In the March 2007 accident, a driver for the bus carrying the Bluffton University baseball team from Ohio didn’t realize the HOV ramp was actually an exit until it was too late to stop.

The vehicle crashed through a barrier wall and fell to the highway below, killing five baseball team members, the driver and his wife.

More than two years after that crash —- and a harsh condemnation last July from the National Transportation Safety Board, which blamed the tragedy on bad signs and driver error —- a spokesman for the state DOT acknowledged Friday that the agency was still working to fix the signage.

“The footings for the new signs just went in,” David Spear said. “The … signs will be completed by summer.”

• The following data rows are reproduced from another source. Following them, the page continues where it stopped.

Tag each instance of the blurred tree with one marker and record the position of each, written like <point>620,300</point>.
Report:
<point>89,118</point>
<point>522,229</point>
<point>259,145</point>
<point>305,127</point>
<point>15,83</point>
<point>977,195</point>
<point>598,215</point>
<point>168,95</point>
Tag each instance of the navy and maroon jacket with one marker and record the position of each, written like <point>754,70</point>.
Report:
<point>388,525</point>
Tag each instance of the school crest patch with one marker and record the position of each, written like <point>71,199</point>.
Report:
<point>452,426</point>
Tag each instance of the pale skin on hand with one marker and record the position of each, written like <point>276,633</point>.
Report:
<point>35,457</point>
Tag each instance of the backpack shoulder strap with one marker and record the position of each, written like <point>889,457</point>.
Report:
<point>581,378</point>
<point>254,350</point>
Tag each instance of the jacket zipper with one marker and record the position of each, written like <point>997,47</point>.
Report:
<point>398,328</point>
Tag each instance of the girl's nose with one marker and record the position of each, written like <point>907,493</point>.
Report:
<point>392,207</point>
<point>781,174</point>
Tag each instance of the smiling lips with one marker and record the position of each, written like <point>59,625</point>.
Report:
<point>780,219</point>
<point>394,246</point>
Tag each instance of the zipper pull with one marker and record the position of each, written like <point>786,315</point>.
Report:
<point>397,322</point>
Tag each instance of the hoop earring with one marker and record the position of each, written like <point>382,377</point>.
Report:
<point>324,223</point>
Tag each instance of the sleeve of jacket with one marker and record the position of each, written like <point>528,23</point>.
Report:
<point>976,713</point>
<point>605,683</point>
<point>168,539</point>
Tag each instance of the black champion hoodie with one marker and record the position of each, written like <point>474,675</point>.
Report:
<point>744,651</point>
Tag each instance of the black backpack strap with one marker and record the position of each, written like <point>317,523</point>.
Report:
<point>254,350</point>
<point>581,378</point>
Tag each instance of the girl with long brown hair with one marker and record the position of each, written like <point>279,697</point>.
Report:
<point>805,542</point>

The new signs are part of a $3 million project to put new and brighter signs at all eight HOV interchanges across metro Atlanta with left-hand exits like the one at Northside. At that interchange in particular, the state has put in some of the new signs and pavement markings to more clearly identify the HOV ramp.

Obertein still nearly missed the warnings. He saved his bus, but was ticketed by Atlanta police for obstructing traffic after he left the ramp and tried to turn around in a nearby parking lot.

The bus became wedged in the steep lot, its rear sticking into the street.

“It’s going to cost me $350, when you add the ticket to the $250 towing charge to move the bus,” the driver said in a telephone interview from Orlando.

A second bus following Obertein’s also took the Northside exit, believing it was a continuation of the HOV lane. That bus also stopped in time.

When the NTSB issued its findings of the Bluffton bus crash last summer, safety board Chairman Mark V. Rosenker called it a “terrible and tragic accident … that didn’t have to happen.”

Georgia DOT spokesman Spear said the agency has no plans to close the ramp because many metro Atlantans take the left-hand exit and follow Northside into the central city, avoiding the Downtown Connector.

He said, “We think that’s safer than closing it and forcing people on the left to have to weave through all that traffic on the connector to get to a right-hand downtown exit.”